Marginally better than actually being punched in the face.
Facebreaker is a boxing themed fighting game, and to call it a boxing game would be absurd as beyond characters fighting in a boxing ring while wearing boxing gloves, all aspirations to the sport are purely cosmetic. Recharging health bars, a throw button and ranged attacks are just some of the features that place this game firmly in the fighting game genre, and while the aim was to create a lighthearted accessible alternative to the realistic, nuanced fight night series the game is mired by poor controls, lack of features and unnecessary difficulty.
The game originally offered; a basic pick your fighter and arena mode; a story mode of sorts which involved choosing a character and defeating a number of opponents in order to unlock a title fight against an unlockable fighter; an online component; "couch royale" a local tournament mode with a winner stays on criteria as well as the games centerpiece, boxer factory.
Boxer factory was intended as the main selling point of the game, a feature which allows players to use either the xbox live vision camera or the Facebreaker website, to import a picture which would then be integrated into the game to create an unique fighter. There are a decent range of options in this fighter creation (with regards to hairstyles and clothing) however the actual act of taking the picture is fairly clumsy. A front and side view of the face is required, after which the player must manually adjust the placement of a number of dots (e.g left eye, chin) after which the game will generate a face for your custom boxer. Unfortunately in my experience the game frequently stops this process with a vague instruction to reposition the face markers, and when the process does work correctly it usually takes an interminable 20 minutes at minimum, while the results are underwhelming at best. The real draw for this feature is probably in creating celebrities and uploading them, or downloading other player's creations, which at some point may well have been enjoyable but in the present day personifies one of Facebreaker's main issues.
As EA insists on using it's own servers for the online services in it's games, there no longer exists any online component in Facebreaker. As of February 2010, EA sports rescinded online support for Facebreaker and as such all online functionality is inaccessible. Obviously this means that there is no online multiplayer, however it also means that players can no longer upload/download boxers, download pictures from the EA servers or upload replays. My personal peeve about games which in one way or another have unattainable achievements (which is the case in a number of online enabled achievements here) aside, the fact that this entire issue goes unexplained in the game itself (other than a message stating that you have lost your connection to the EA servers which, confusingly, leaves responsibility for the issue on the players shoulders) is irritating and shows a real lack of respect for the player, who should not be expected to figure this out.
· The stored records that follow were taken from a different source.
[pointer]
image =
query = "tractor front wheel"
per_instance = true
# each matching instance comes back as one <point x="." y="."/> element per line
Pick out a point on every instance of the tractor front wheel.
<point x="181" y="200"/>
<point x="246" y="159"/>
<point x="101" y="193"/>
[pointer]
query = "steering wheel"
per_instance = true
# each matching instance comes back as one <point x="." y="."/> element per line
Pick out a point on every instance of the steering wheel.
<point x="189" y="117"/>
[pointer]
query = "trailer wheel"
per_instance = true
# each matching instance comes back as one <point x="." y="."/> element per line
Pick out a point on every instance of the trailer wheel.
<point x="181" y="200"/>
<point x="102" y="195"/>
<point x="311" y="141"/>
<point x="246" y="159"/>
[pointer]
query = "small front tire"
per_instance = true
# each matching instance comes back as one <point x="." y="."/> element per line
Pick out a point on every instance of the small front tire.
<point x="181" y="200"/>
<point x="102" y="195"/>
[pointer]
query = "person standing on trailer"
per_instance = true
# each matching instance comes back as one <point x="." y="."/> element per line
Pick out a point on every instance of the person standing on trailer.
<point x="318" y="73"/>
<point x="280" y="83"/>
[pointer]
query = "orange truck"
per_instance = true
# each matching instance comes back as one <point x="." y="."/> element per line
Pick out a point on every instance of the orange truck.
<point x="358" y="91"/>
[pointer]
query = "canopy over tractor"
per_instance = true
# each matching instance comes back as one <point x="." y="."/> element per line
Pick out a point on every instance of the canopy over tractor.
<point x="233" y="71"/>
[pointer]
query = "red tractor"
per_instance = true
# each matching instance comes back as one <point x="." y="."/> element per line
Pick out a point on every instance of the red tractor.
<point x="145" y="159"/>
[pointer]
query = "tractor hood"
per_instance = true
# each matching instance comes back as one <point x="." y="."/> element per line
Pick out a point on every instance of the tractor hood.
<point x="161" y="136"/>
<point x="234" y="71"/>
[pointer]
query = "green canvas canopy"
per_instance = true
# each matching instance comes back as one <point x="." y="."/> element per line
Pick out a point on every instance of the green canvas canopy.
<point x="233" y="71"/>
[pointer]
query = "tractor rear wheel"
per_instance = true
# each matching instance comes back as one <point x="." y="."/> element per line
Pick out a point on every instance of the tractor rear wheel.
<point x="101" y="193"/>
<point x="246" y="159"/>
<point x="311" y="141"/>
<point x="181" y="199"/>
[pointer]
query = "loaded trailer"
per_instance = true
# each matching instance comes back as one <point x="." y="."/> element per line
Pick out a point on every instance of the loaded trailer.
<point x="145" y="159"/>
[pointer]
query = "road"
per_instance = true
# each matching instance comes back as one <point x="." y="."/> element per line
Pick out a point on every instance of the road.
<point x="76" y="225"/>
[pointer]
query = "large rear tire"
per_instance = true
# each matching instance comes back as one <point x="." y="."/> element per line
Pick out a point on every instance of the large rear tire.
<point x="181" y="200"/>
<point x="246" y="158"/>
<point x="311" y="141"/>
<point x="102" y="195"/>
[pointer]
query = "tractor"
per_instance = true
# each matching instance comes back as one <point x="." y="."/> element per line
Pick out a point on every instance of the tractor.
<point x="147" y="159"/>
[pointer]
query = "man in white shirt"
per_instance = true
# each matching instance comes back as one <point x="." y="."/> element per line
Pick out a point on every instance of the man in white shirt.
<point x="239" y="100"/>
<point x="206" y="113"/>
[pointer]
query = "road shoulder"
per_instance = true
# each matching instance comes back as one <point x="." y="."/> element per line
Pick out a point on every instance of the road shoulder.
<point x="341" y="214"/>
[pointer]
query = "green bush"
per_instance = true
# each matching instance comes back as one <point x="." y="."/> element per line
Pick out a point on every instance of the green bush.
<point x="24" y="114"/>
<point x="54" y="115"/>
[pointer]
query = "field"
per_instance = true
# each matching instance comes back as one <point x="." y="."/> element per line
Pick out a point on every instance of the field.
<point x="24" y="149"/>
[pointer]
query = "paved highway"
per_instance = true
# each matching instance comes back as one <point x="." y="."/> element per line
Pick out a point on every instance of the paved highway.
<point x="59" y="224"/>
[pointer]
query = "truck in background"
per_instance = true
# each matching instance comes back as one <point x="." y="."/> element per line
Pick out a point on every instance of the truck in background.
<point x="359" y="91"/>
Surprisingly, this online snafu is not the games greatest shortcoming, it is the punishing difficulty which takes that honor. The learning curve here is stupendously steep, partly due to the fact that the game offers absolutely no kind of tutorial - opting instead to provide a few basic controller layout diagrams and a few lines explaining that a trigger blocks and to parry hold a face button, and partly due to indomitable ai. Even at the lowest difficulty setting, I struggled to progress through brawl for it all mode. The first two fights (which the first belt consists of) were actually pretty breezy, however as of the second belt's opponents the difficulty ramped up considerably to the point where I could not progress past the second title fight (which is the fifth opponent). This difficulty is confounded by the fact that after 3 consecutive losses, you are forced to re fight the previous opponent before you can progress, most likely causing you to forget all of the strategy you were working on in the first place by the time you regain your progress.
The controls themselves also cause problems, parrying requires holding the corresponding punch button (of which there are two, low and high) which means that countering varying flurries of punches is difficult due to the delay, and often the ai will parry your parry, resulting in a dizzying ballet which the human player will invariably lose. Blocking attacks is also fairly useless, as without any form of stamina meter, your opponent can unleash an unrelenting combo and considering that a long enough combo will activate a "facebreaker" (a special move which results in an instant victory) blocking becomes moot very quickly. While there is a satisfying selection of boxers to choose from, the gameplay implications are largely perfunctory with large boxers hitting slightly slower yet harder and vice versa. Special moves are available, but are usually a pretty standard haymaker heavy attack across all characters, although some fighters are capable of a frustrating and ridiculous ranged fireball attack. A number of "breaker" moves are activated across bouts, usually a fairly bombastic uppercutting of one player into the air and these are enjoyable for their ostentation at least.
Local player matches can be enjoyable, since the unrelenting ai will be removed from the equation but they will most likely descend into an orgy of button mashing mayhem which while fun for a time, will quickly become tiresome.
For these reasons, the game becomes borderline unplayable, and considering that difficulty has been a universal criticism, I am not at fault for a lack of ability. Currently, Facebreaker is a bargain bin title which may be alluring and it is true that there is some fun to be had amongst it's many shortcomings. However, even at a knockdown price, Facebreaker remains a frustrating experience which won't deliver the nuance of fight night or the levity of Marvel vs Capcom. With it's already inherent flaws, coupled with stripped down functionality this is a game which unequivocally deserves to stagnate at the bottom of a bargain bin somewhere, unwanted and out for the count.